Ayer estuve en el Congreso, esa “casa de la democracia” española. Era un día importante, Presupuestos y esas cosas, un amigo tenía que ir y me dije: ¿por qué no?

Sillas vacías, discursos en defensa de las enmiendas sobre nosecuál capítulo. Los pocos diputados presentes dan la espalda al orador y hablan con sus compañeros, ya sean cercanos o no. Alguien se levanta y va buscando nuevas víctimas con las que conversar. Alguien del grupo mixto termina de exponer sus hechos y tras el aviso de que van a abstenerse, abandonan el hemiciclo. Llegas tarde y te pones a mirar el facebook o los próximos zapatos que vas a comprarte. Oh, espera, que las enmiendas ya están debatidas de antes en comisiones y aquí nadie escucha las novedades, parece que esto es un mal trámite innecesario.
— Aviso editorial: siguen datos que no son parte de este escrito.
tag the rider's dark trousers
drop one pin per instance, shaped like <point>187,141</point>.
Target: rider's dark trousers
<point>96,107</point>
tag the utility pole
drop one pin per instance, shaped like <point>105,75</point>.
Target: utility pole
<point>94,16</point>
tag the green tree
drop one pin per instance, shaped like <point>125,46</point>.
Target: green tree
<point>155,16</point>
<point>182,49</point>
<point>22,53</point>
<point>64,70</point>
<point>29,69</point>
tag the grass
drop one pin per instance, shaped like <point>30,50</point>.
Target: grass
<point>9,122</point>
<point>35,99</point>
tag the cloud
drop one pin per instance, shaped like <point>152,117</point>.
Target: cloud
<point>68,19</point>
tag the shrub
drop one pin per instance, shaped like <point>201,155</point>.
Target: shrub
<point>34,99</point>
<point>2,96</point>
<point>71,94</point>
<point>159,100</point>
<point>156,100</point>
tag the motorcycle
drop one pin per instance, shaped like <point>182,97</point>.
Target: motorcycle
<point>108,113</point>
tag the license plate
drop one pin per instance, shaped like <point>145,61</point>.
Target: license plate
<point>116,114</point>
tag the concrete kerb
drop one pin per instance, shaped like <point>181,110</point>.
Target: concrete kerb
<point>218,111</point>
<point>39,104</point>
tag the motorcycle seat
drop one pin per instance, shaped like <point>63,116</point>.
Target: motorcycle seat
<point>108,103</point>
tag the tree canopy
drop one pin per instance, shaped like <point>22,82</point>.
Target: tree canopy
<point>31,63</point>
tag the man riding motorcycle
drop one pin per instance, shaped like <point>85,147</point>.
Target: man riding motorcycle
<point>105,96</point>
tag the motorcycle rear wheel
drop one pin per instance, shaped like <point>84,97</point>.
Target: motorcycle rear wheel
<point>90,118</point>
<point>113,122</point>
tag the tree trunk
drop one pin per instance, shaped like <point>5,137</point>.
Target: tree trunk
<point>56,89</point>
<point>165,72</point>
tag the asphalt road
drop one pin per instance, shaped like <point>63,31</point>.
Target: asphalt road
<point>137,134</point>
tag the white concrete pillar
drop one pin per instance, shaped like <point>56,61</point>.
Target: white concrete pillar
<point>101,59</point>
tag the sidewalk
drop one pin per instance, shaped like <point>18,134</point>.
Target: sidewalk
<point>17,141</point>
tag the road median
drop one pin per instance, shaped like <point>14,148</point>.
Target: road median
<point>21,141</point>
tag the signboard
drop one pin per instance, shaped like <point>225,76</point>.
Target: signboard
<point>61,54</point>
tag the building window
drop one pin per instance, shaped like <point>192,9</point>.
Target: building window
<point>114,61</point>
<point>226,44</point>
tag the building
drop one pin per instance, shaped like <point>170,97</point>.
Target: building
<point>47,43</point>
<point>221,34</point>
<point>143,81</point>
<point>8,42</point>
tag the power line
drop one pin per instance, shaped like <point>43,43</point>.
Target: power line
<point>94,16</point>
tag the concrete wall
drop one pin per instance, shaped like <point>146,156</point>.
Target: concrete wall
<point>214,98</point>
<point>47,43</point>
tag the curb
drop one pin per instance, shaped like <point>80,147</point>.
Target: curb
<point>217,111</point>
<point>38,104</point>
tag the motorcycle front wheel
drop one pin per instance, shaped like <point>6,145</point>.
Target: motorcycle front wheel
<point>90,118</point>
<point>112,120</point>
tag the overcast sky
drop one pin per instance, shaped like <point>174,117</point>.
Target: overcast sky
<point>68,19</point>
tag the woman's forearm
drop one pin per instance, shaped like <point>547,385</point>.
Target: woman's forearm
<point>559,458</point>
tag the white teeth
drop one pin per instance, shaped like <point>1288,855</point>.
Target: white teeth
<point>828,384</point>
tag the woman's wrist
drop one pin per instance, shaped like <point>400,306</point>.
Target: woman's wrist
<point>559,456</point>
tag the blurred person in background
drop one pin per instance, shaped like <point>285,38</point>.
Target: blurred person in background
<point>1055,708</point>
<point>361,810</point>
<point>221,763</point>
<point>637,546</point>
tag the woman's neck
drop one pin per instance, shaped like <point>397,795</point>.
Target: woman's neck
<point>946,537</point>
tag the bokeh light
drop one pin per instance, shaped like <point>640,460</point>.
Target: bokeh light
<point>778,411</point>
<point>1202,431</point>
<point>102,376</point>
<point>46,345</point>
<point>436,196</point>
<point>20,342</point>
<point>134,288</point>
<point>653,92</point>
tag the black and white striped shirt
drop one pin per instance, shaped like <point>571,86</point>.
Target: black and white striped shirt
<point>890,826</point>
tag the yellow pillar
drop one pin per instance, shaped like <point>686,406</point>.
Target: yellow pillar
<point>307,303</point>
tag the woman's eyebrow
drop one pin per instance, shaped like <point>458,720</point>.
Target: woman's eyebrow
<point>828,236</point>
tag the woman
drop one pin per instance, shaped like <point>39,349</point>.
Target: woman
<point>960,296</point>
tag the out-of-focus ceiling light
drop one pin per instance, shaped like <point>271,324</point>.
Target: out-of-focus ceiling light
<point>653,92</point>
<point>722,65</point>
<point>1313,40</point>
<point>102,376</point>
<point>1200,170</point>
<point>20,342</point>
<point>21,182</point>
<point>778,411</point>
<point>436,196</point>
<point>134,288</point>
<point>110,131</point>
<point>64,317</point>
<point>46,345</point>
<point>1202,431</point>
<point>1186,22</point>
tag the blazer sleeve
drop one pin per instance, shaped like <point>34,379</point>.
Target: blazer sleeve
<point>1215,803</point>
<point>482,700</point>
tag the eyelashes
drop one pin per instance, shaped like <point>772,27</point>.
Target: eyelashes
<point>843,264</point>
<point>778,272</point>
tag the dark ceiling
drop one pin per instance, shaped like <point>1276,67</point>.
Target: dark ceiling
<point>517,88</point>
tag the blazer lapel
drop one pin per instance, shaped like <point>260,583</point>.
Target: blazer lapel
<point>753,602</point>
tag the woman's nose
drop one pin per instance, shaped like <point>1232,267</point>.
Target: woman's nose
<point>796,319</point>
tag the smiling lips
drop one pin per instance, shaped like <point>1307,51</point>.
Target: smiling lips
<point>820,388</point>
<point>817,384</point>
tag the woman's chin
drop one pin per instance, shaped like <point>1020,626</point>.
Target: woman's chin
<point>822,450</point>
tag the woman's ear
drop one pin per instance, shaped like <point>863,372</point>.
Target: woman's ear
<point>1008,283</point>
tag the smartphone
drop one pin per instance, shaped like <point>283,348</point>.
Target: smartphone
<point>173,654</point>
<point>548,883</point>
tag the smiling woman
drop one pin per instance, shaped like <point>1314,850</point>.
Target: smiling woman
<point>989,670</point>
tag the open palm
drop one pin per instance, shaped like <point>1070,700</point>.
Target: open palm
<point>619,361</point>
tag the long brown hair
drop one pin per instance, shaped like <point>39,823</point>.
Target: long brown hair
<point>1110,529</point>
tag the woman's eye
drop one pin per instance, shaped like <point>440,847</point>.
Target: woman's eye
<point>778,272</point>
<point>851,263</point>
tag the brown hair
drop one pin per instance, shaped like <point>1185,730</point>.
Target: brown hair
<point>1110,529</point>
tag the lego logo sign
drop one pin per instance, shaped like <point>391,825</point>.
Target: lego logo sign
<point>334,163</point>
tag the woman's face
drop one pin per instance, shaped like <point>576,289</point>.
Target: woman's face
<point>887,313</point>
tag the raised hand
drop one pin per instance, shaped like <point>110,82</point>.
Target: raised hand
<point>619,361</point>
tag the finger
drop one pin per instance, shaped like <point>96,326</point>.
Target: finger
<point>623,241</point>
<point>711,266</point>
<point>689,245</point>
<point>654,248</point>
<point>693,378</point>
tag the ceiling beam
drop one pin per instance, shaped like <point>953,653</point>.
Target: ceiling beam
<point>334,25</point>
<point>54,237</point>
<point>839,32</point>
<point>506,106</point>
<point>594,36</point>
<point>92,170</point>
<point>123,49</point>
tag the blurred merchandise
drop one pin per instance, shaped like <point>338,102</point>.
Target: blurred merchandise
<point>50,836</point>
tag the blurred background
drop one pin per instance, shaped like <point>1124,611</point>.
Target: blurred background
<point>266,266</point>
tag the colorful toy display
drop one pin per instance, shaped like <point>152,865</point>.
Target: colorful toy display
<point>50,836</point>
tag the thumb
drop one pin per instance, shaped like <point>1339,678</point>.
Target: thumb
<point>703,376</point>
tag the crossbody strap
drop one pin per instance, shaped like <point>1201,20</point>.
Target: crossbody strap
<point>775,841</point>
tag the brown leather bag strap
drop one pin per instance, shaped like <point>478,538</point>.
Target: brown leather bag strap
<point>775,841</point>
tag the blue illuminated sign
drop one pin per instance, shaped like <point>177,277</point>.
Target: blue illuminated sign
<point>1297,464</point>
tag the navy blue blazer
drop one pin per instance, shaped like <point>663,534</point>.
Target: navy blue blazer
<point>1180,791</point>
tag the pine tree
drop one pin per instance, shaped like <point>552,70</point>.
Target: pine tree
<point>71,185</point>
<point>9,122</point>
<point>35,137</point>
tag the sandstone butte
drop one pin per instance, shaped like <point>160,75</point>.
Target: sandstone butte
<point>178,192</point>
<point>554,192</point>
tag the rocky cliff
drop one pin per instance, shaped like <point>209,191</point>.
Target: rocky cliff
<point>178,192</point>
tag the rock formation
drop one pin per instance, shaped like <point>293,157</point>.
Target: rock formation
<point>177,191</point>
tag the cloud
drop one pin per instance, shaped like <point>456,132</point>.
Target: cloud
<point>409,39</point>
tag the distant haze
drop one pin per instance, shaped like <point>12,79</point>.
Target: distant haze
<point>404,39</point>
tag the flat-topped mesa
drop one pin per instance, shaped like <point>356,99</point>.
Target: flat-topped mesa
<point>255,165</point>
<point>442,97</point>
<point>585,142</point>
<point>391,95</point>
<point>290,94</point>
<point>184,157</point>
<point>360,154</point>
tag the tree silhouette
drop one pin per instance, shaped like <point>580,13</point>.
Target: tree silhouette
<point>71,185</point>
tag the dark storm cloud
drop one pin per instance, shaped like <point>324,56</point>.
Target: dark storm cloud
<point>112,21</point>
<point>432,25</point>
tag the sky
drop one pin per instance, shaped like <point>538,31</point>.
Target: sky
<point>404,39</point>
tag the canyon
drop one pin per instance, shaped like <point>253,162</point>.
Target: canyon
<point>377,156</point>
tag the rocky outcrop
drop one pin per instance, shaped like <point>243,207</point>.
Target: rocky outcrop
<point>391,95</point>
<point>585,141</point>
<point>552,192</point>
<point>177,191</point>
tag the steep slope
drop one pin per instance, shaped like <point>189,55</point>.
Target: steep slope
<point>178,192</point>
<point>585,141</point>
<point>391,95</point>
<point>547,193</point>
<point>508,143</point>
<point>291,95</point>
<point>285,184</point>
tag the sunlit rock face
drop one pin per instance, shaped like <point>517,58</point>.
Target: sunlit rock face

Pero se acerca la hora acordada para la votación y de repente el sentido de la responsabilidad para con el deber aparece en las conciencias de los diputados y van llegando todos. Hay mucho que votar… algunas enmiendas irán en bloque. El último turno de palabra es inaudible entre los encuentros y saludos de sus propios compañeros de partido. Comienzan las votaciones. “No”, “sí”, “abstención”, para qué vamos a pensar todos los del grupo si ya hay uno que nos grita que votar y nos lo indica con los dedos levantados de su mano. ¿Eso de votar desde tu mesa a la de al lado, se puede? ¿Por qué el número de votos son diferentes en cada votación si no ha salido nadie? Una vicepresidenta necesita cerciorarse de cuál ha sido la elección de su partido en cada votación revisando una mano levantada justo a su espalda y mira que no es tan dificil: si la propuesta comienza por enmienda es que no y si es algo así como “aceptación del texto” es que sí.

Impresiones sobre un sistema de gobierno que procede de una época donde el medio de comunicación imperante era el telégrafo y las actas se tomaban por taquigrafos. Quizá la base de todo el problema esté ahí, en que los medios de comunicación se han desincronizado con las estructuras de poder y estas necesiten una actualización. Quizá ya no sea necesario un nudo centralizador representado por trescientos interpretes de telegrafistas que impongan la línea de escasez de pensamiento en un territorio.